La complexité du monde
Lorsque l’on regarde ses toiles, on approche la complexité du monde, la globalité des choses, on pénètre un univers plus dense, tout à la fois inquiétant et onirique, caché et révélé, un monde où les hommes se mêlent aux animaux et aux plantes, où l’Afrique dialogue avec l’Europe et où les humains retrouvent leurs origines autant que leurs dérives. «Je veux que les gens s’approchent et s’éloignent de mes tableaux, qu’ils voient l’ensemble et les détails, qu’ils plongent et prennent du recul, j’ajoute des plans, de la profondeur, je fais des allers-retours. Comme dans ma vie, en fait, que je partage entre Genève et Dakar.»
De la Suisse, il aime l’hiver, les raclettes qu’il partage avec son galeriste genevois, Barth Johnson, directeur de Wilde, la possibilité de se calfeutrer chez soi quand il fait trop froid, dans une ambiance propice au travail et à la création. Il admire aussi la façon dont le pays est géré. «Je saoule les gens avec mes discours sur la Suisse, à Dakar», avoue-t-il en riant.
Ce soir-là, dans son atelier en ville de Genève, il a travaillé tard, jusqu’à 4 heures du matin. La nuit, c’est encore du noir. «Si je peins sur fond blanc, je ne me sens pas en sécurité. Avec le noir, je maîtrise, la peinture est plus dense, les couleurs ne flottent pas. Je suis dans mon élément.» Par-dessus, du bleu, que les critiques ont appelé «bleu onusien», les Nations unies jouant souvent les protagonistes dans les œuvres d’Omar Ba. Dans sa nouvelle série de tableaux, work in progress qu’il nous dévoile en nous ouvrant les portes de son atelier, le bleu commence à s’ajouter au noir. Il y a en outre des visages de manifestants sénégalais, des bâtiments symboliques, des plantes, des bâtons.

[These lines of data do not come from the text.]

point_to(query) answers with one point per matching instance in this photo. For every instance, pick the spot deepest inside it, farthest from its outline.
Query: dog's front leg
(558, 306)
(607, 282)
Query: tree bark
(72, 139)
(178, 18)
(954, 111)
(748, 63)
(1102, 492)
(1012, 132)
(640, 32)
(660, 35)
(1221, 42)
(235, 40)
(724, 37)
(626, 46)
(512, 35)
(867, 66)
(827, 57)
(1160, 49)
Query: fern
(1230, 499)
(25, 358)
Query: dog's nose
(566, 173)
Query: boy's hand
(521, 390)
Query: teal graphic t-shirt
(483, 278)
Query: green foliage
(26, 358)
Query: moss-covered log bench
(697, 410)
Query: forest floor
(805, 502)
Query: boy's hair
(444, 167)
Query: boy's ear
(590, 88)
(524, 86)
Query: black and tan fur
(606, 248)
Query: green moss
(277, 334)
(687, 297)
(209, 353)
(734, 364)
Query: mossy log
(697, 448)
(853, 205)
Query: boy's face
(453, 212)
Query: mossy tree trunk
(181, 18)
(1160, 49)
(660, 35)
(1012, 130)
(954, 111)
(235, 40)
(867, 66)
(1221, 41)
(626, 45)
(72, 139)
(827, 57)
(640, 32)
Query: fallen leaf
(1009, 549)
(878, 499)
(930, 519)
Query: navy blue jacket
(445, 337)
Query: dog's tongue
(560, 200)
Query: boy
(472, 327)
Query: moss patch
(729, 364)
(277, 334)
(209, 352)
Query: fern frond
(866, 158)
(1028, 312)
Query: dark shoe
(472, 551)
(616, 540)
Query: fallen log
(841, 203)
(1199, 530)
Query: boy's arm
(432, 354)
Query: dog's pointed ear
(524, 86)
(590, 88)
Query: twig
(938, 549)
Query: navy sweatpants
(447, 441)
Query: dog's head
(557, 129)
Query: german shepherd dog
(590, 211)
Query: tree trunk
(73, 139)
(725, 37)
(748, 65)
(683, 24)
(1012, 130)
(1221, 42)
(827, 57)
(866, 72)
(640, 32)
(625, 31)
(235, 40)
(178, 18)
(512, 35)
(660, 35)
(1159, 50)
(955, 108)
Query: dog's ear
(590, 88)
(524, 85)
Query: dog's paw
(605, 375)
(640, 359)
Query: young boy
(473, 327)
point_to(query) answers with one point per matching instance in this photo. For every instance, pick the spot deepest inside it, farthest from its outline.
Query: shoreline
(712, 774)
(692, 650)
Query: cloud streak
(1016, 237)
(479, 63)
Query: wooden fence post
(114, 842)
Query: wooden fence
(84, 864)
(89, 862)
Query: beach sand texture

L’ONU, l’autorité suprême…
Ces derniers représentent la justice, une justice instrumentalisée, et des forces de l’ordre auxquelles il est injuste d’obéir. Ici, les bâtons ne sont pas en équilibre, ils ne montrent pas le chemin, ils sont des obstacles à contourner, et des armes servant à mater les protestataires. Son bleu, Omar l’associe à des feuilles dorées, en couronne, symboles du logo de l’ONU. «Pour moi, c’est l’autorité suprême, elle est censée mettre de l’ordre dans ce monde. Mais elle faillit de plus en plus à sa mission, elle ne règle pas les divergences entre les nations, qui s’en servent pour leurs propres intérêts ou qui la contournent. Je ne comprends pas cette farce.» Une farce autour de laquelle tisser des histoires et des images pour dire le monde. Ou le rêver.